Cuando alguien dice que el outbound no funciona en Argentina, generalmente está describiendo algo que hicieron mal antes de escribir una sola línea. El problema casi nunca es el canal. Es la estructura que hay detrás.
He visto el mismo patrón repetirse en estudios contables, agencias de marketing, consultoras de RRHH y empresas de software. No importa el rubro.

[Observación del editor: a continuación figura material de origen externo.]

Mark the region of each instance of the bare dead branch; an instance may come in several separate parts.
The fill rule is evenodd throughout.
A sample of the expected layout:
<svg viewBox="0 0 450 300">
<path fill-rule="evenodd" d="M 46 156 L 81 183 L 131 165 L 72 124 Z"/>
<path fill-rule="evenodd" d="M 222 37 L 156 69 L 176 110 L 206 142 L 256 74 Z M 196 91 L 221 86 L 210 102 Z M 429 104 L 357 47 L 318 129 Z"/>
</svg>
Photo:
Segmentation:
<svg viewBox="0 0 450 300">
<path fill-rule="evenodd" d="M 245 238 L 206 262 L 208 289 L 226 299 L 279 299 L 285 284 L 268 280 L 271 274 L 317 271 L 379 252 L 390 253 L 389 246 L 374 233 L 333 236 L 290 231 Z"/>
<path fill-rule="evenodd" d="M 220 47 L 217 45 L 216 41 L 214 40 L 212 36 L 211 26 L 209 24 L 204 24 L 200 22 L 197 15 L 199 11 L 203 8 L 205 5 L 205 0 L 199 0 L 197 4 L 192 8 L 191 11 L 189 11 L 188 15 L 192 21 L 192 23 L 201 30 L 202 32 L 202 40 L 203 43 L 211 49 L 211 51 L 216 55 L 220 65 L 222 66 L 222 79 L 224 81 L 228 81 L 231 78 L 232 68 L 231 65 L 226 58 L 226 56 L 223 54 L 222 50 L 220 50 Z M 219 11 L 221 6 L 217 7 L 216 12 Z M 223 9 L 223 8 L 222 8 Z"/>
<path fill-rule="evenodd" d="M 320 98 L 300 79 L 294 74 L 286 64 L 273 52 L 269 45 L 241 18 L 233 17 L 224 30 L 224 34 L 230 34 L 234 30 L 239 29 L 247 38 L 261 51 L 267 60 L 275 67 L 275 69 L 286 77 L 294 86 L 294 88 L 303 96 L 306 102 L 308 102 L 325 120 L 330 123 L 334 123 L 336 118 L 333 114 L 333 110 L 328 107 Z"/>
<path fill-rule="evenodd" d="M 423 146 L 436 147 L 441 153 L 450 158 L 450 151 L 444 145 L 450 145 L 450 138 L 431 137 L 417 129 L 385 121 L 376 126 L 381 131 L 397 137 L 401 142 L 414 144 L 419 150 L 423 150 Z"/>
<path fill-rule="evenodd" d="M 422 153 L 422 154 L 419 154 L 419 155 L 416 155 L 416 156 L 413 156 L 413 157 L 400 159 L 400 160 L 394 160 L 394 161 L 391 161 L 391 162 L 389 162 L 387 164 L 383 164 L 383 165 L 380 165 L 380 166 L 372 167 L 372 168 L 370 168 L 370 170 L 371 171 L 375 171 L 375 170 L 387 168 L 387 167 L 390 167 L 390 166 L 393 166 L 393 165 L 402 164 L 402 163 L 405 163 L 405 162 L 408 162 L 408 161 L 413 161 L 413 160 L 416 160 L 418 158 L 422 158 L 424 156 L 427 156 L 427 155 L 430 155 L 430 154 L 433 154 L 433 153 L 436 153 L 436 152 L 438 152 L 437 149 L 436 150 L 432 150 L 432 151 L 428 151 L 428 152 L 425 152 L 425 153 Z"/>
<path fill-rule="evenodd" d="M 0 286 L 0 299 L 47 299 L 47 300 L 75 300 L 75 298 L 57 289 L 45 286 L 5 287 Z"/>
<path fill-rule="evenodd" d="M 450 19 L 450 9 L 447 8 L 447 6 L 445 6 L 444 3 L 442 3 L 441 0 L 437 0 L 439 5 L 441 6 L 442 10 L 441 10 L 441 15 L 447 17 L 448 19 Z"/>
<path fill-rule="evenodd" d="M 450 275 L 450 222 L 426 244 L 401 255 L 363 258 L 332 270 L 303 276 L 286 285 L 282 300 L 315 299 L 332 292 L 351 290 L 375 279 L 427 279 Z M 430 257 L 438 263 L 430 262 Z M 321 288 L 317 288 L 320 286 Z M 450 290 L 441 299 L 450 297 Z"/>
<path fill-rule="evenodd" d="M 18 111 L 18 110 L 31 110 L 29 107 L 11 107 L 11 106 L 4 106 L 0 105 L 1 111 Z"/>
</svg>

Los errores son los mismos tres, casi siempre en el mismo orden.
El mercado argentino tiene particularidades reales: decisores que reciben mucho ruido, empresas acostumbradas a que las ventas lleguen por referido, y una cultura donde la relación importa más que la propuesta. Pero ninguna de esas particularidades invalida el outbound — lo que hacen es elevar el estándar de personalización.
Un email que llega al gerente de una consultora de RRHH en Buenos Aires con una observación específica sobre el momento que atraviesa su industria tiene probabilidades de respuesta. El mismo email enviado a cien personas sin contexto, no.
La diferencia entre esos dos números no es talento ni suerte. Es información: cuánto sabés de la persona antes de escribirle, y si ese conocimiento se refleja en el mensaje desde la primera línea.
Lo que cambió en los últimos dos años es que ese nivel de personalización — investigar el contexto de cada prospecto antes de escribirle — ya no requiere horas de trabajo manual. Un sistema bien construido lee el contexto del prospecto y genera un email diferente para cada uno. A escala.
El outbound B2B en Argentina no está muerto. Lo que está muerto es el outbound que trata a todos los prospectos como si fueran el mismo.
Si el equipo ya intentó outbound y no funcionó, la pregunta antes de descartarlo es: ¿cuántos emails se enviaron, con qué nivel de personalización, a quién exactamente, y durante cuánto tiempo? La mayoría de las veces la respuesta hace evidente por qué no funcionó.